I built a que system which appends the the requests with custom meta data and callbacks. Still one after another but thats ok for my usecase. Will see if I might upload a general version of that.

Mmm yeah not too much of a fan of that TBH… It’s patching / putting a bandaid on something that is broken.

@snaut did you guys look into that ? Did you encounter that challenge recently with Twitcher ?

Hey @JetXS,

we are looking at ways to make this possible. Currently the webClient DAT is just not set up to deal with multiple open connections the way that for example the webServer or webSocket DAT can handle them.
An idea would be to return an identifier per request() Method call and pass that identifier into the callback. Your logic doing the requests and dealing with the responses can then match them up.
Display wise, the webClient DAT is only dealing with a single response. There is pros and cons to keeping old data around.
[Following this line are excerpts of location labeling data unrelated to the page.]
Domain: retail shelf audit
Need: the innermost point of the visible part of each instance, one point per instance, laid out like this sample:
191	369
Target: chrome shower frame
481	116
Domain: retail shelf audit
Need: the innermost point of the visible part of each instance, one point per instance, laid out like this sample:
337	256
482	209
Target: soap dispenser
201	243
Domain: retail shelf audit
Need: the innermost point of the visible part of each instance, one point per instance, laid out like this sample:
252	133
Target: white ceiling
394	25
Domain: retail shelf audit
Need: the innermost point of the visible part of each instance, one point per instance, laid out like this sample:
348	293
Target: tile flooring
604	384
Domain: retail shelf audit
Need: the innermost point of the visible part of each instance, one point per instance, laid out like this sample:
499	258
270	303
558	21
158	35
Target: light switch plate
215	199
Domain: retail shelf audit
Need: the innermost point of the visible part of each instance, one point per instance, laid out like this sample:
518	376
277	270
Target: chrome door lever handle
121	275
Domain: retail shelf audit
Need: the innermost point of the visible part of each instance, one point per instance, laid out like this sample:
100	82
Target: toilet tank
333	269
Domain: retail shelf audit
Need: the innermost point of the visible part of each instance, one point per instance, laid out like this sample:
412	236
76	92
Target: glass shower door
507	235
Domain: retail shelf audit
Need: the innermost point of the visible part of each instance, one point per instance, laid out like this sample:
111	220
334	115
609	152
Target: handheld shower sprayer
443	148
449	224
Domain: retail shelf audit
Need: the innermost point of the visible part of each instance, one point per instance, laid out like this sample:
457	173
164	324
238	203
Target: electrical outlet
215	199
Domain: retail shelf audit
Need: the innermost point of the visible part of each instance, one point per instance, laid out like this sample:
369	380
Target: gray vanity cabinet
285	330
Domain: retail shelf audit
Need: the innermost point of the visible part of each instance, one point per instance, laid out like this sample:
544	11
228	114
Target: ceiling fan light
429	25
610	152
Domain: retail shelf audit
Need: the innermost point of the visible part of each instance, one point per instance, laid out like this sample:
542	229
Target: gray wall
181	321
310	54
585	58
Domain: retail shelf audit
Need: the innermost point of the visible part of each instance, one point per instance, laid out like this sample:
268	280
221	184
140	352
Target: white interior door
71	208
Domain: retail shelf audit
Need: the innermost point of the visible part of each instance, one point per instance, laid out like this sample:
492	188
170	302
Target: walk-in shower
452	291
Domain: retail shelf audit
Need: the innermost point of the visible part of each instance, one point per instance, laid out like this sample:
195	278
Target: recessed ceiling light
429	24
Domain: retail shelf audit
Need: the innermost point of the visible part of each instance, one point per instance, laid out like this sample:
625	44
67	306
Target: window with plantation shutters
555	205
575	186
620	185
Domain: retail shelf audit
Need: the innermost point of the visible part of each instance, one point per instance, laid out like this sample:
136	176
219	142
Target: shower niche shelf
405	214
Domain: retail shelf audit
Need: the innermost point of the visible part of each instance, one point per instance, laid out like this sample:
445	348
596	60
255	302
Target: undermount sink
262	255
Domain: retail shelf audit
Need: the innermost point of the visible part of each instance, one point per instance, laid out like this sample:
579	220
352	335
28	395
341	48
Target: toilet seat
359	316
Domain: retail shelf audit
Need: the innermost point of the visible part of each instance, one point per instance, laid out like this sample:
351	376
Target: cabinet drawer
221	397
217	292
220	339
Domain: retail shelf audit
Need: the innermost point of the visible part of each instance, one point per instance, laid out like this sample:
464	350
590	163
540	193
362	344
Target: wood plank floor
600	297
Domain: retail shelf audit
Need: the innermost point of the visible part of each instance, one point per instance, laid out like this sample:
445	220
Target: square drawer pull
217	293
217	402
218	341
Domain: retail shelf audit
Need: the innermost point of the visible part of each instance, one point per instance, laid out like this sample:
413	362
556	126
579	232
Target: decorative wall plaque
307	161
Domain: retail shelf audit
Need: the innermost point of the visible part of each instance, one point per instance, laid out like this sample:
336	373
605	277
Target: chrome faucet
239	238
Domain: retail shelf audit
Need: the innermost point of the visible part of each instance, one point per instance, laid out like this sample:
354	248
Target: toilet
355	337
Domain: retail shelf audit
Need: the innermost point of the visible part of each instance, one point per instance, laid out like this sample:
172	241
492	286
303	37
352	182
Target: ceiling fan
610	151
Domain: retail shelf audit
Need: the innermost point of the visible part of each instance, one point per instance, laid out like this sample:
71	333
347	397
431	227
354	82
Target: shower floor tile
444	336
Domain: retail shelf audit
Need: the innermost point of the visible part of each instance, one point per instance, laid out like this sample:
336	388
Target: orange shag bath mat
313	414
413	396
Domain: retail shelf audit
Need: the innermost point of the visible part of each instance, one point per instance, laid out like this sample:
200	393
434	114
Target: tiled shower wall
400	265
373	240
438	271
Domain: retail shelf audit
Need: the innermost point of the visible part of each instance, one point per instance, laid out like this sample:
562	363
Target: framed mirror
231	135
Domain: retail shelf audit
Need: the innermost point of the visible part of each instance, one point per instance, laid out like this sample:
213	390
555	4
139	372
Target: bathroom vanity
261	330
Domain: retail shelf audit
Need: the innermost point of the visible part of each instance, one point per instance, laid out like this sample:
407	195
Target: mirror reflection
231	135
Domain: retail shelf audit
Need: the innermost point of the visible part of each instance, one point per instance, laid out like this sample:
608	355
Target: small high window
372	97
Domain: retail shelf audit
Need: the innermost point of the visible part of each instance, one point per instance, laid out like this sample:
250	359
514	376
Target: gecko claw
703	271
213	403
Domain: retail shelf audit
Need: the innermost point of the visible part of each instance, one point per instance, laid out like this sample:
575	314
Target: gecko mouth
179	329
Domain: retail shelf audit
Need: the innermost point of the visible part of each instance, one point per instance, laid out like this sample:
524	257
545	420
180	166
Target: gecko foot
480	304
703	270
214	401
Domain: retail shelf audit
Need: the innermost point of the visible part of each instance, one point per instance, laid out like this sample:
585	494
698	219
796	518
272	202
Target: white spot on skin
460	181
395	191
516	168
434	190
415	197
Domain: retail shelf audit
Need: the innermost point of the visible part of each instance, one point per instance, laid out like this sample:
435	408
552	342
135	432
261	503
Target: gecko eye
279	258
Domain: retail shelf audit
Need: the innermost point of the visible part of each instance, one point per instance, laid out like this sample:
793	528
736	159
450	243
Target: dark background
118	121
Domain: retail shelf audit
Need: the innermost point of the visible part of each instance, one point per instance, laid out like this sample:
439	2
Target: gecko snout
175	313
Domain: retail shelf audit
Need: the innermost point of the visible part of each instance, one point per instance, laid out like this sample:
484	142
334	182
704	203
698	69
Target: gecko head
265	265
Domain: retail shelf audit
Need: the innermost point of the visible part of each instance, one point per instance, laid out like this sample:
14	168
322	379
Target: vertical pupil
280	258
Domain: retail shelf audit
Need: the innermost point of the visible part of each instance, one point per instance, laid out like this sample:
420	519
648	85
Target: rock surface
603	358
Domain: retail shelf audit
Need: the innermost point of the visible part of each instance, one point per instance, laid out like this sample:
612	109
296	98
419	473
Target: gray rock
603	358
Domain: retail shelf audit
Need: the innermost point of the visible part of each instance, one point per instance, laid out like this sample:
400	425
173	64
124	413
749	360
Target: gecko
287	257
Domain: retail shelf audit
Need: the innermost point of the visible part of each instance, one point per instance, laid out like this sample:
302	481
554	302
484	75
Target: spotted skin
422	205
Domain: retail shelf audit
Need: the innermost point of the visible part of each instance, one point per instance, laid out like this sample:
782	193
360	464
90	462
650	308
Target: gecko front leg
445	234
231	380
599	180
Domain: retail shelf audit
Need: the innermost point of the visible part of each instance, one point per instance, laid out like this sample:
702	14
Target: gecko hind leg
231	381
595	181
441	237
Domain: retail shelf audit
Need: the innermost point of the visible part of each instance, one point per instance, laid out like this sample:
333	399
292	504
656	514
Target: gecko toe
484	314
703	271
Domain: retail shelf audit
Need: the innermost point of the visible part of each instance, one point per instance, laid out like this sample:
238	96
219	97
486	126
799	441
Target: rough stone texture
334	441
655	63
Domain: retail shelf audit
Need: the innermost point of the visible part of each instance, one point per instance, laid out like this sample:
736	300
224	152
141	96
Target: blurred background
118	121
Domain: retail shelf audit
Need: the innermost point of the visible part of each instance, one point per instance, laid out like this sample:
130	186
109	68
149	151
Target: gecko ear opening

The possibility to show previous responses goes against readability while only showing the last response obscures data.

Cheers
Markus

Hey Markus,

Thanks for getting back to me.

To me what would make the most sense is to have a combo Table / Callback just like the MQTT client.

I would imagine in the table to have eventually an ID like you say, but also maybe a column where the initial request is displayed, and then the response and maybe bonus like absolute frame number on request and absolute frame number on response…

To be honest, I don’t imagine anyone doing REST / JSON stuff with just DATs and that all the responses and logic would be handled in the callback anyways.

Exposing all those infos in the callback function would be great.